Emergency Braking Intention Detect System Based on K-Order Propagation Number Algorithm: A Network Perspective

Brain Sci. 2021 Oct 27;11(11):1424. doi: 10.3390/brainsci11111424.

Abstract

In order to avoid erroneous braking responses when vehicle drivers are faced with a stressful setting, a K-order propagation number algorithm-Feature selection-Classification System (KFCS) is developed in this paper to detect emergency braking intentions in simulated driving scenarios using electroencephalography (EEG) signals. Two approaches are employed in KFCS to extract EEG features and to improve classification performance: the K-Order Propagation Number Algorithm is the former, calculating the node importance from the perspective of brain networks as a novel approach; the latter uses a set of feature extraction algorithms to adjust the thresholds.

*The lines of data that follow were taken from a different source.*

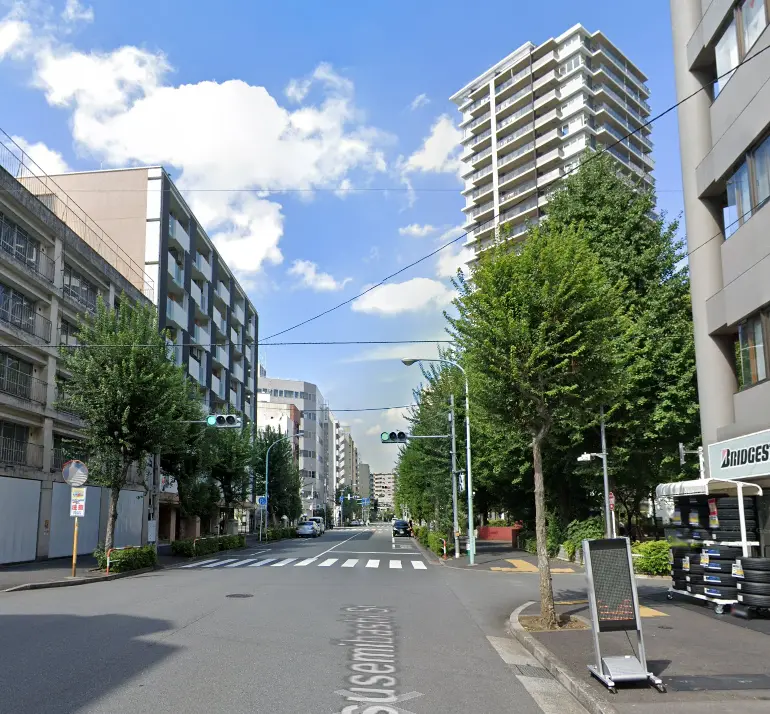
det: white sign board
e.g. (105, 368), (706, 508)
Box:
(70, 486), (86, 517)
(709, 429), (770, 479)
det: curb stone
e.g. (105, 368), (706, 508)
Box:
(508, 601), (617, 714)
(2, 566), (156, 593)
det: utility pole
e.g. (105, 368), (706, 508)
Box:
(449, 394), (460, 558)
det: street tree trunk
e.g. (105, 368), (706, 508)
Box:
(532, 433), (557, 629)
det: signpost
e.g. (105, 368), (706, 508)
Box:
(61, 459), (88, 578)
(583, 538), (666, 693)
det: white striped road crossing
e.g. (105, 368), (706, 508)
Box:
(180, 556), (428, 570)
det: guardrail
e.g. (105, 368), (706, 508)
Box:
(107, 545), (139, 575)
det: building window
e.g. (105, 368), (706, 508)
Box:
(738, 0), (767, 55)
(738, 315), (767, 387)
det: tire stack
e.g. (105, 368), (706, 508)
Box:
(699, 545), (742, 600)
(669, 545), (702, 591)
(706, 496), (759, 543)
(738, 558), (770, 608)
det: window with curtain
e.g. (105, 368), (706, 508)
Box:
(738, 315), (767, 387)
(724, 161), (751, 238)
(714, 20), (740, 97)
(738, 0), (767, 54)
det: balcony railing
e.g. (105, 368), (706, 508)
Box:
(0, 300), (51, 342)
(0, 216), (56, 283)
(0, 436), (43, 469)
(0, 366), (48, 404)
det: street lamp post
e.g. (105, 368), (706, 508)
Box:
(260, 431), (303, 541)
(401, 357), (476, 565)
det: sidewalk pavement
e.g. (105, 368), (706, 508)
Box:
(0, 535), (268, 592)
(442, 540), (584, 575)
(522, 581), (770, 714)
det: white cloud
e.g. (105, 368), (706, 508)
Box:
(10, 136), (69, 175)
(351, 278), (455, 316)
(0, 10), (391, 281)
(287, 260), (353, 292)
(409, 93), (430, 111)
(61, 0), (94, 23)
(398, 223), (436, 238)
(402, 114), (463, 174)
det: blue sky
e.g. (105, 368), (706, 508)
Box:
(0, 0), (682, 470)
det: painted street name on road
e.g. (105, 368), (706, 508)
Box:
(335, 605), (422, 714)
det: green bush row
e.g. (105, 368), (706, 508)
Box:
(631, 540), (671, 575)
(94, 544), (158, 573)
(171, 535), (246, 558)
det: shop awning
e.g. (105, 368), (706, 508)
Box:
(655, 478), (762, 498)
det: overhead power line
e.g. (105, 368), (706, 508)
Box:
(265, 46), (770, 340)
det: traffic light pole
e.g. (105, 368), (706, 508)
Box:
(449, 394), (460, 558)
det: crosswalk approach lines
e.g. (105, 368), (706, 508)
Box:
(180, 557), (428, 570)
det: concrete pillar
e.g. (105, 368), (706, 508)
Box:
(671, 0), (738, 468)
(37, 479), (53, 560)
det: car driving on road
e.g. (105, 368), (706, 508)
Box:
(297, 521), (321, 538)
(393, 521), (411, 536)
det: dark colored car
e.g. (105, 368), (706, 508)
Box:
(393, 521), (412, 537)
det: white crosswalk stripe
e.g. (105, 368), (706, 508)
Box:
(180, 554), (428, 571)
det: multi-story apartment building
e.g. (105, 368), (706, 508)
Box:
(671, 0), (770, 477)
(54, 166), (259, 421)
(0, 131), (153, 563)
(257, 376), (334, 513)
(451, 25), (653, 262)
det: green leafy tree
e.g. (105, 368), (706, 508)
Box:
(251, 427), (302, 523)
(448, 227), (626, 626)
(61, 295), (199, 549)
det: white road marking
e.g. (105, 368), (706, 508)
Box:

Working with the data collected from seven subjects, the highest classification accuracy of a single trial can reach over 90%, with an overall accuracy of 83%. Furthermore, this paper attempts to investigate the mechanisms of brain activeness under two scenarios by using a topography technique at the sensor-data level. The results suggest that the active regions at two states is different, which leaves further exploration for future investigations.

Keywords: K-order structure entropy; brain network; brain-computer interface technology (BCI); braking intention detect; electroencephalogram (EEG); pattern recognition.